AS the garda force continues to be mired in controversy, gardaí on the ground are adamant that the job goes on.
And among them is Assistant Commissioner Anne Marie McMahon, who has responsibility for policing in the southern region, incorporating Cork, Kerry and Limerick.
She believes the recent controversy surrounding breath tests and fixed charge penalty notices for some traffic offences are something which the gardaí can learn from.
But she also believes it cannot take away from the importance of getting the message out to people about the importance of road safety steps by everyone.
She said that road safety is a key area for gardaí in the southern region this year.
And she stressed that everyone has a role to play to improve Ireland’s road safety record.
She outlined that gardaí have a number of areas they want to enforce this year, including increasing the level of compliance with speeding limits, the use of handheld mobile phones, and the wearing of seatbelts.
She added: “There are some hard hitting ads on the television at the moment and they are the reality of it. It only takes a split second. We certainly will be trying to drive that message home and make Cork city and county a safer place for everybody in terms of road safety.” She was commenting in the wake of the revelation by gardaí that the number of breath tests conducted from 2011 to 2016 had been inflated by almost one million, and that 14,700 drivers had received a conviction in court instead of being given a fixed charge penalty notice for a fine.
While acknowledging that there were lessons to be learned from the development, she said there a lesson to be learned from it in improving garda processes.
And she said the public can help in tackling infringements by other motorists.
She explained: “We very frequently get calls from the public about someone who might be seen taking the two sides of the road or whatever else, so we do welcome calls from the public. We have lots of patrols out between the traffic corps and regular units so if we get a call like that, we will certainly respond to it.” She added: “Everyone of us in our own household environment has a role to play in compliance with the speed limits, wearing the seat belts, not using the mobile phone, making sure that those around us are influenced to do the same thing – especially young people.”

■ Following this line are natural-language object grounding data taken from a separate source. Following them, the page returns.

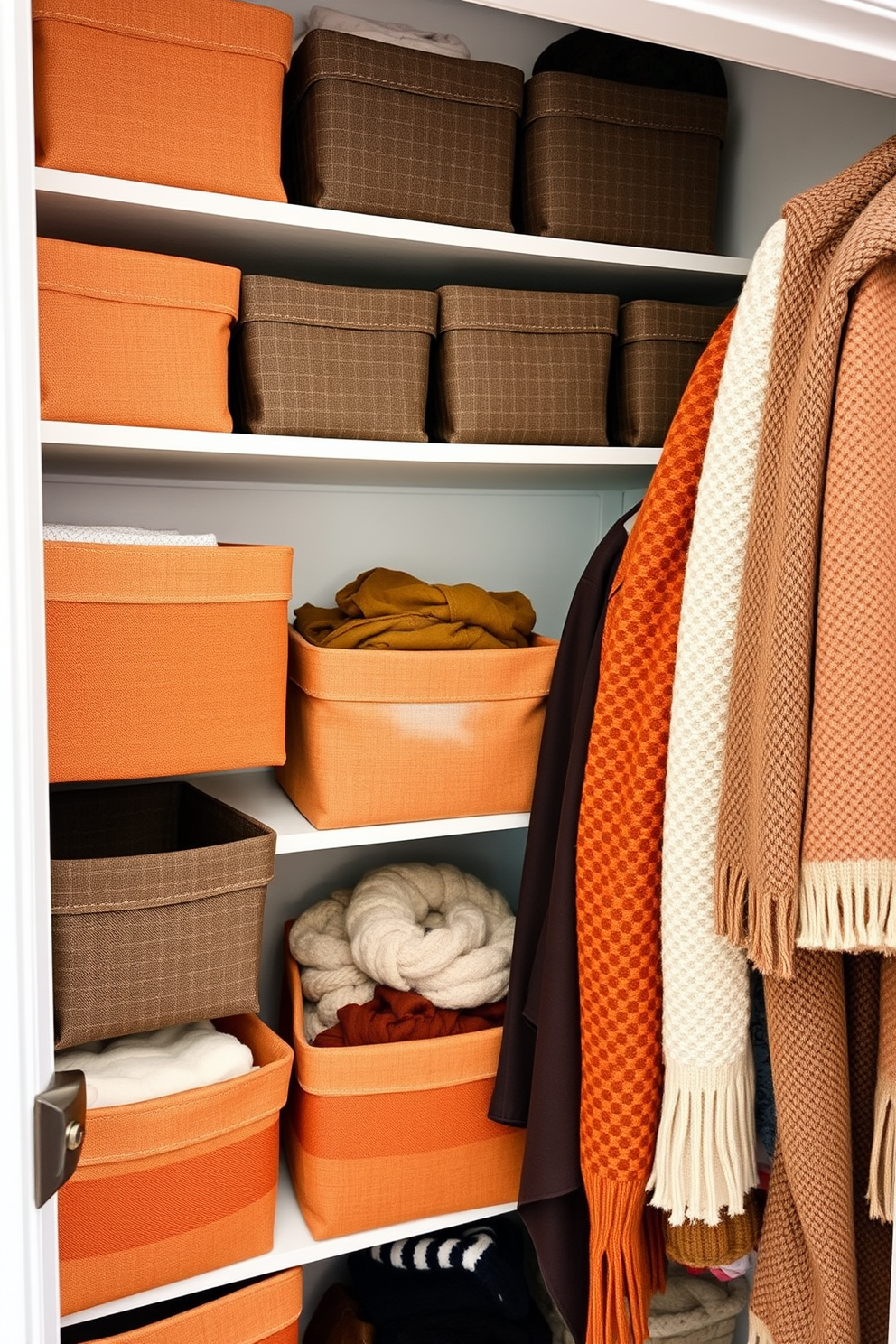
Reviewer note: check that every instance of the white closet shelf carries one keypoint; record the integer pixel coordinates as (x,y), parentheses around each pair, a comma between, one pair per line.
(293,1245)
(257,793)
(342,247)
(74,449)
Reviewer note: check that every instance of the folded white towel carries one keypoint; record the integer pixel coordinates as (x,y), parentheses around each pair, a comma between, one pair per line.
(156,1063)
(397,33)
(123,535)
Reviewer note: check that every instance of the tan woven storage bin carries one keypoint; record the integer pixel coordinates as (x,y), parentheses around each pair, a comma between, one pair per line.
(157,902)
(656,355)
(377,735)
(523,367)
(617,163)
(388,131)
(335,362)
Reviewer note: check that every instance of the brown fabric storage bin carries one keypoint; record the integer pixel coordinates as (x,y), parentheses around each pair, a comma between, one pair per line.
(523,367)
(378,735)
(617,163)
(335,362)
(157,903)
(656,355)
(388,131)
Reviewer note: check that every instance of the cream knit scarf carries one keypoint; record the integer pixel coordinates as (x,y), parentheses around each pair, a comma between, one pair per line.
(705,1149)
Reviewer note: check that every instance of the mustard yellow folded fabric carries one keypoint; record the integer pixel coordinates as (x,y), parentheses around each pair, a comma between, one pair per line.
(388,609)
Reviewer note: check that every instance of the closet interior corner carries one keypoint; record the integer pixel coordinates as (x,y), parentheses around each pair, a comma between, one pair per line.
(507,517)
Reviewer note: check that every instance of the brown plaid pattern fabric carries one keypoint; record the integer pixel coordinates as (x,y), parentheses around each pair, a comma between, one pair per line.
(335,362)
(387,131)
(617,163)
(658,352)
(157,903)
(523,367)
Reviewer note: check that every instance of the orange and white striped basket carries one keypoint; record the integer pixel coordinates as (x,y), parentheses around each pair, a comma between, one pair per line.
(378,1134)
(176,1186)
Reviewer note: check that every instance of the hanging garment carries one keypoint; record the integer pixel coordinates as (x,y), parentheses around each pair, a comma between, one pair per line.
(618,876)
(705,1147)
(766,751)
(822,1273)
(388,609)
(537,1082)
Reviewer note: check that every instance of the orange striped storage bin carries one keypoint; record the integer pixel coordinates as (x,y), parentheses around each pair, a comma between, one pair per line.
(377,735)
(261,1313)
(185,93)
(178,1186)
(379,1134)
(133,338)
(164,660)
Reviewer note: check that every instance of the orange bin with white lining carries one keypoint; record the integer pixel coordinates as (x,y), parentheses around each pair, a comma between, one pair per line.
(176,1186)
(379,1134)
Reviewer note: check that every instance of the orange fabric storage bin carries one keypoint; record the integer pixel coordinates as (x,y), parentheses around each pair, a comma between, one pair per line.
(185,93)
(164,660)
(377,735)
(132,338)
(176,1186)
(259,1313)
(379,1134)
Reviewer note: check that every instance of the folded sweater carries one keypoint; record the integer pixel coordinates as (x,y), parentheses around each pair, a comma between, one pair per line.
(156,1063)
(388,609)
(403,1015)
(110,535)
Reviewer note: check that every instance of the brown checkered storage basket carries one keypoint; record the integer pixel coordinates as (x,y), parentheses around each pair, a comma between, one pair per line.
(388,131)
(333,360)
(518,366)
(618,163)
(157,902)
(658,349)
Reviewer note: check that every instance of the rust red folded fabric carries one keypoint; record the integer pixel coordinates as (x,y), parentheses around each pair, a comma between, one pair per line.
(402,1015)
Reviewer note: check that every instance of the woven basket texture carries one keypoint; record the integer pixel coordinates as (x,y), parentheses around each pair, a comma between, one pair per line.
(176,1186)
(333,360)
(261,1313)
(523,367)
(617,163)
(159,91)
(375,737)
(157,903)
(379,1134)
(388,131)
(656,355)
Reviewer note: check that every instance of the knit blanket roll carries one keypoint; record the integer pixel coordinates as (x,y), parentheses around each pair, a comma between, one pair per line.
(761,812)
(705,1147)
(388,609)
(618,876)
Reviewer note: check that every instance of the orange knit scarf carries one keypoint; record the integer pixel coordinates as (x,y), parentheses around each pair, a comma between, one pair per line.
(618,876)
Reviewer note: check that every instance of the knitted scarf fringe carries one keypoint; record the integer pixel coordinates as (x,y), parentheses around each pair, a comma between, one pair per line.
(767,929)
(760,1333)
(848,905)
(882,1156)
(626,1257)
(705,1145)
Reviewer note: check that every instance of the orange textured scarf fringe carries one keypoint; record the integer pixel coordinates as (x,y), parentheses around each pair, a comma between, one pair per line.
(618,878)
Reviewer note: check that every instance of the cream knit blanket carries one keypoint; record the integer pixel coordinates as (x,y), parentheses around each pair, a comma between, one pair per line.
(427,928)
(705,1145)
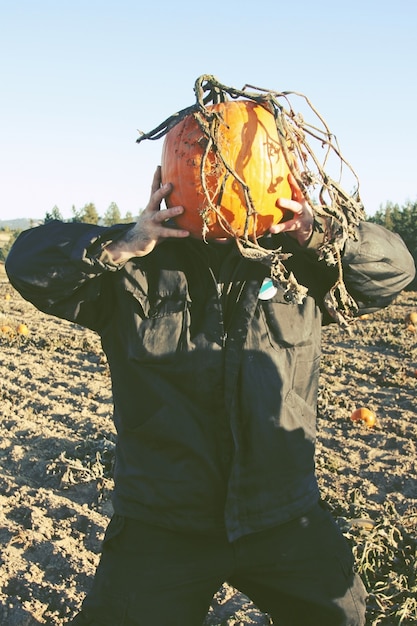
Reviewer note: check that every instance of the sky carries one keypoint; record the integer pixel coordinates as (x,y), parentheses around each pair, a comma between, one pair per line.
(80,78)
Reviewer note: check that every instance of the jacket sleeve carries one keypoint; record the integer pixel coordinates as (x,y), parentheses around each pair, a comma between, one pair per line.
(58,267)
(377,267)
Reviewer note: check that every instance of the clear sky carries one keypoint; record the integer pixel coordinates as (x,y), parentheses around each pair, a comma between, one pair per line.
(78,78)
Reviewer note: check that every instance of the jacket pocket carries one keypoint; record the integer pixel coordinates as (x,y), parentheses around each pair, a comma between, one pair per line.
(290,324)
(156,327)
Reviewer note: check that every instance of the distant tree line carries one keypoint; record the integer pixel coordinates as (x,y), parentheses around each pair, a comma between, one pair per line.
(401,220)
(89,215)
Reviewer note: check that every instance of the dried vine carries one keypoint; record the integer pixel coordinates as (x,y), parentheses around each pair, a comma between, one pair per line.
(344,210)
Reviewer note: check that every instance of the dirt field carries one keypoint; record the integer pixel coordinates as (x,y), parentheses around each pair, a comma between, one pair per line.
(56,450)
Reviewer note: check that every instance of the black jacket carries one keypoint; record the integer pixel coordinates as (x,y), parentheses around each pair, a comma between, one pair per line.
(214,389)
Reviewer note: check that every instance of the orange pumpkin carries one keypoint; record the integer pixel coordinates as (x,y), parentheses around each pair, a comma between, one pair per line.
(247,141)
(364,415)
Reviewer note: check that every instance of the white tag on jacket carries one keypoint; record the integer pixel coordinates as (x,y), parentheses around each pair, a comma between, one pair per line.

Asst Comm McMahon stressed that the use of handheld mobile phones is “an absolute no no”. She explained: “We have all been in our private cars and glanced to the side and seen someone texting. But you can’t be looking at your phone and looking at the road at the same time. You are risking your own safety but you are also putting others at risk. It is irresponsible behaviour.” Another key priority for gardaí in the southern region this year is crime, particularly burglaries.
Asst Comm McMahon said that the impact of a burglary on a homeowner can be huge, whether or not they are at home when the incident occurs. She said that checkpoints and operations targeting known burglary gangs are being tackled through resources from the national operation called Thor, set up to tackle organised crime, Asst Comm McMahon said there are travelling criminals who have been active in recent weeks in Kerry and Cork, and highlighted that travelling criminals can be difficult to apprehend. And she said: “Just because you catch one group, you cannot take the foot off the pedal. You have to be constantly watching and scanning the environment for someone else coming in.” She said the analysts service for the southern region, based in Anglesea Street, provide fantastic data to gardaí on trends and modus operandi being used by criminals, to help build up a picture of those operating in the southern region.

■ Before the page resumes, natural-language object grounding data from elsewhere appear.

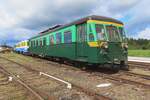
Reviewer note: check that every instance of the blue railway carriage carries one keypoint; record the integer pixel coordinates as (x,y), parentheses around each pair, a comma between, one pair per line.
(22,47)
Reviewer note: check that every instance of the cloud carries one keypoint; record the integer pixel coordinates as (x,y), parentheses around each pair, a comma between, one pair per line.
(145,34)
(21,19)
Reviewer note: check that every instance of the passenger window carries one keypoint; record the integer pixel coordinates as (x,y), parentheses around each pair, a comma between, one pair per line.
(58,38)
(82,33)
(67,37)
(40,42)
(36,42)
(51,40)
(100,32)
(91,37)
(44,41)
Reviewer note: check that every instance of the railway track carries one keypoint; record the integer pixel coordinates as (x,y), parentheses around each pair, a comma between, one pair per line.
(113,77)
(145,66)
(75,86)
(19,81)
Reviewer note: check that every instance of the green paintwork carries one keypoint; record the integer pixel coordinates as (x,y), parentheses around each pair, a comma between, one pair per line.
(80,51)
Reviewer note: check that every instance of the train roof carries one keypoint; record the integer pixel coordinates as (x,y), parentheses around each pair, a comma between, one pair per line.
(82,20)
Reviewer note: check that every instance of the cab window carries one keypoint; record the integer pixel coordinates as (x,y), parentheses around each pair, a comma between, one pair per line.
(67,37)
(100,32)
(51,40)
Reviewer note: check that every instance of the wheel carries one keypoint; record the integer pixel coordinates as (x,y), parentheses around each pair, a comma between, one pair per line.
(115,67)
(124,66)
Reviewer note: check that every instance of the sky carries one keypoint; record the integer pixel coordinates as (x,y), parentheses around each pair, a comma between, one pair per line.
(23,19)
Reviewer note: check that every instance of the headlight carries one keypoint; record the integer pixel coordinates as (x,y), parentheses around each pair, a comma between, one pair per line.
(104,45)
(125,45)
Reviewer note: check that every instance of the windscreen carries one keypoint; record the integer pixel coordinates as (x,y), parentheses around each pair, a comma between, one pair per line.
(100,32)
(113,33)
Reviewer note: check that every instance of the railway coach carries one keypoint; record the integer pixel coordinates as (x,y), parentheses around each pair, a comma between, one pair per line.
(93,40)
(22,47)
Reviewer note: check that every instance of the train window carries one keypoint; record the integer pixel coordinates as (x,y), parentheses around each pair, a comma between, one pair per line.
(82,33)
(40,42)
(91,37)
(90,28)
(122,33)
(58,38)
(34,43)
(37,43)
(100,32)
(44,41)
(67,37)
(113,33)
(51,40)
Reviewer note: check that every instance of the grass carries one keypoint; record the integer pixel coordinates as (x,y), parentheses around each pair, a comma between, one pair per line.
(139,53)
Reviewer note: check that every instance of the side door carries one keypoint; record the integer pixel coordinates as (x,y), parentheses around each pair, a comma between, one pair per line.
(81,42)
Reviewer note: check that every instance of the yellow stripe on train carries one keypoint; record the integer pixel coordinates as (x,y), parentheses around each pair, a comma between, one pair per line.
(104,22)
(93,44)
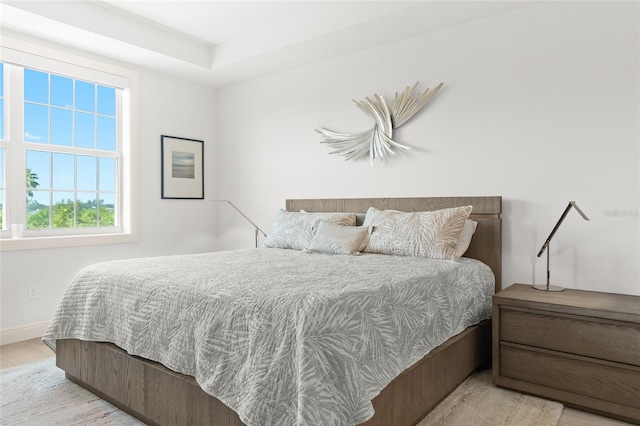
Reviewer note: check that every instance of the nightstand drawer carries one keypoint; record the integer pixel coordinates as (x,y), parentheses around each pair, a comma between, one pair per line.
(592,337)
(602,381)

She added: “We build our operations around that data.” Asst Comm McMahon said, however, that the public has a huge role to play too in helping gardaí prevent crimes.
She continued: “The text alert scheme is something which is really, really positive and we get lots of calls in about suspicious activity. We really depend on them and appreciate the public taking the time and the effort to make that call.” She urged people who take the trouble to write down the registration details of a suspicious vehicle to pick up the phone to contact gardaí because “you never know where it will help”.

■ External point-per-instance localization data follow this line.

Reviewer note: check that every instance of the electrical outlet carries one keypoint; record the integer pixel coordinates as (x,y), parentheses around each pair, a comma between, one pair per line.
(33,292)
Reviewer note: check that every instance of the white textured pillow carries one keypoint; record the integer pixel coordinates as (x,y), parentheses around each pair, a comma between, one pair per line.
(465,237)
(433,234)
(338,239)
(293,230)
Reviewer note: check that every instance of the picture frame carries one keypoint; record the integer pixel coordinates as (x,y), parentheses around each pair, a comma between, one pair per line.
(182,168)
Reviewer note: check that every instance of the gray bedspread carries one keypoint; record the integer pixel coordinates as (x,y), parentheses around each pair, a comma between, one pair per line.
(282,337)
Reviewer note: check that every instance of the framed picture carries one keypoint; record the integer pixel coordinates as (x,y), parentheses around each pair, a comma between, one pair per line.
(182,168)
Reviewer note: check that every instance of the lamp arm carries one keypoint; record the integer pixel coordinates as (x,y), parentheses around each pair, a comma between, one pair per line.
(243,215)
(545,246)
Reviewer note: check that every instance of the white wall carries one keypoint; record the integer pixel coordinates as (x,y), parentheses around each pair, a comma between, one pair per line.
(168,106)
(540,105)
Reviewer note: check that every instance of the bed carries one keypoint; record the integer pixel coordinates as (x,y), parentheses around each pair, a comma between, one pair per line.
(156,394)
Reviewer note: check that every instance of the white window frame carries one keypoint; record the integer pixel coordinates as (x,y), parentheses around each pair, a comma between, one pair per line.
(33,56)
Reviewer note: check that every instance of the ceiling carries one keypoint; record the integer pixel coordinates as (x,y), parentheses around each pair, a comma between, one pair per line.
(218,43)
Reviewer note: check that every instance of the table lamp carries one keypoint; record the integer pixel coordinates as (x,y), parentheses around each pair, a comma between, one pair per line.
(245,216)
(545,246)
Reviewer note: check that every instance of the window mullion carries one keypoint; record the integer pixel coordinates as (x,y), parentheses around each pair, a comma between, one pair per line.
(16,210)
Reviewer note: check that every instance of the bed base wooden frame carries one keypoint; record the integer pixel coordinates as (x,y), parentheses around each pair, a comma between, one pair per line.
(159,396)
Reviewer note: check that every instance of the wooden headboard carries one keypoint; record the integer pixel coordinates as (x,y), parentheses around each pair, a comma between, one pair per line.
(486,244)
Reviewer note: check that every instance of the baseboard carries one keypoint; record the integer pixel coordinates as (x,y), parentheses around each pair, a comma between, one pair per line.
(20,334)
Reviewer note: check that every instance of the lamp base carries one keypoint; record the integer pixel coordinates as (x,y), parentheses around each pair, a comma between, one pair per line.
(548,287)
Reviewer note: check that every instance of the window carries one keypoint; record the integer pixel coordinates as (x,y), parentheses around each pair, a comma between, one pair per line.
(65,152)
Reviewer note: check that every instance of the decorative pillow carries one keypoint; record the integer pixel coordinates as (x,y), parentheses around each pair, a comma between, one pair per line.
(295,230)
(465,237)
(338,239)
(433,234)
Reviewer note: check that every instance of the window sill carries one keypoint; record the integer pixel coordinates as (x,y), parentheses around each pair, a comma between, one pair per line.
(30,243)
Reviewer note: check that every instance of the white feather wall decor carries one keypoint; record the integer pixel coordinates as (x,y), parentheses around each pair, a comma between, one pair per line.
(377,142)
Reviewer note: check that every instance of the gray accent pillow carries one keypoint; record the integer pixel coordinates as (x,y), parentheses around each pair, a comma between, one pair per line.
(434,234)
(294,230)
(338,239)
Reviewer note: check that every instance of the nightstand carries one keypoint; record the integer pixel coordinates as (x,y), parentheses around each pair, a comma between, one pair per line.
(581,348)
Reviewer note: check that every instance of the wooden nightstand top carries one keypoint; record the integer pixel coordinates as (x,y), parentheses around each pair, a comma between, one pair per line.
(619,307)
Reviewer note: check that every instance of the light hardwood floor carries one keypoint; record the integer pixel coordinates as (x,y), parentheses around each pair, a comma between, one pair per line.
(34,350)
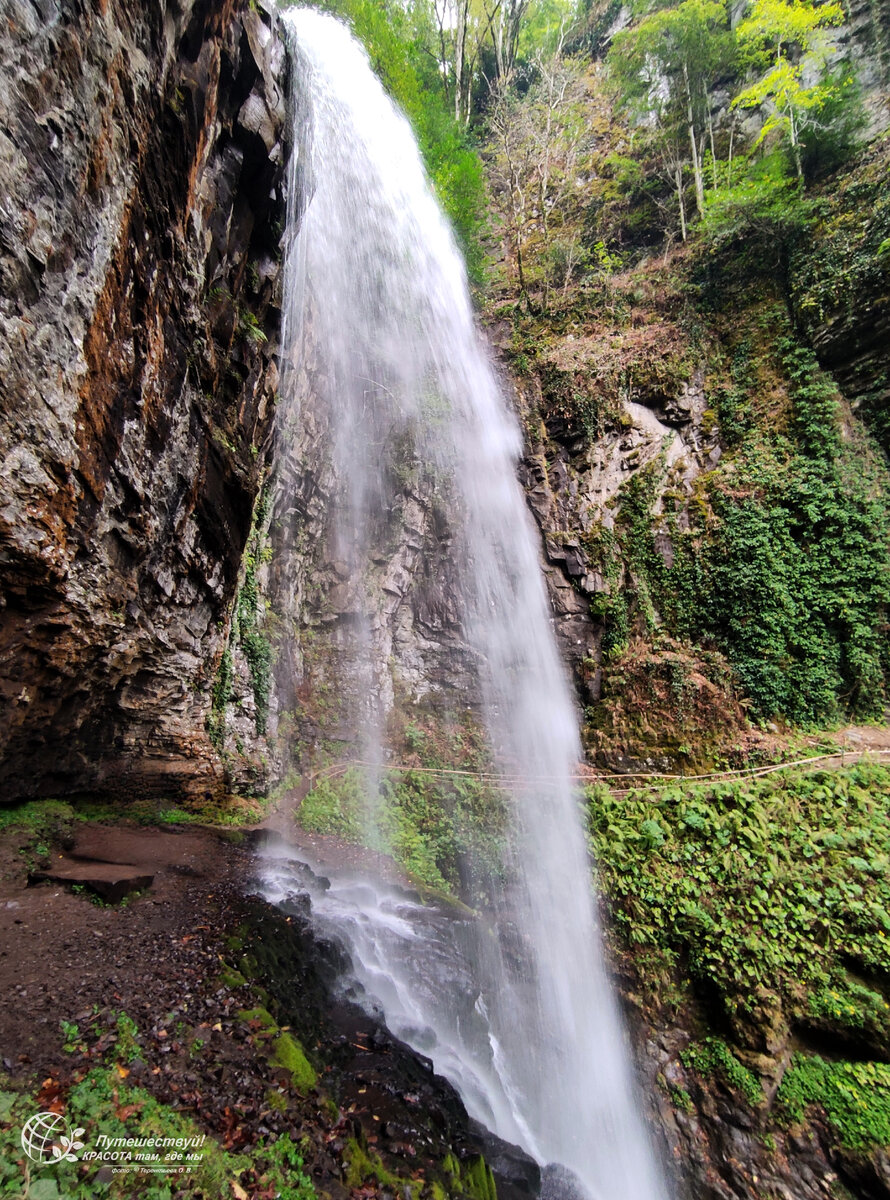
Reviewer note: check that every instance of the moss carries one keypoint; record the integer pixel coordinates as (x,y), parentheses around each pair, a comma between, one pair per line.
(714,1057)
(362,1165)
(258,1014)
(479,1181)
(230,978)
(287,1053)
(854,1096)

She said any small bit of information can have a role to play in slotting into an overall bigger picture, to help gardaí solve a crime.
But she said there are opportune criminals who take an opportunity as it arises and she urged people to always be thinking of steps such as keeping windows and doors locked to prevent opportunists.
Referring to the unsolved December 7 murder of Aidan O’Driscoll in Blackpool, she said that any small piece of information which just one or two people might have could “make all the difference” to the investigation.
In recent weeks, there have been a number of incidents in Ireland and the UK where incidents were uploaded to social media while investigations were underway. Asst Comm McMahon urged people to remember to be cautious about taking such a step because it can sometimes result in cutting across an investigation.
One such incident included an assault on a Cork woman in Kerry, which was uploaded to social networking sites.
While she would not comment on that case, Asst Comm McMahon said: “There are no secrets anymore, everything is out there, and people are prepared to put it out there. We encourage people to come to us as the police force so we can investigate and pursue things. Sometimes, if things go up on social media, they take over a life of their own and that makes it difficult from an investigative perspective. It does complicate the situation.” And she urged: “In terms of social media, think of the consequence. Once it is out there, it is out there.”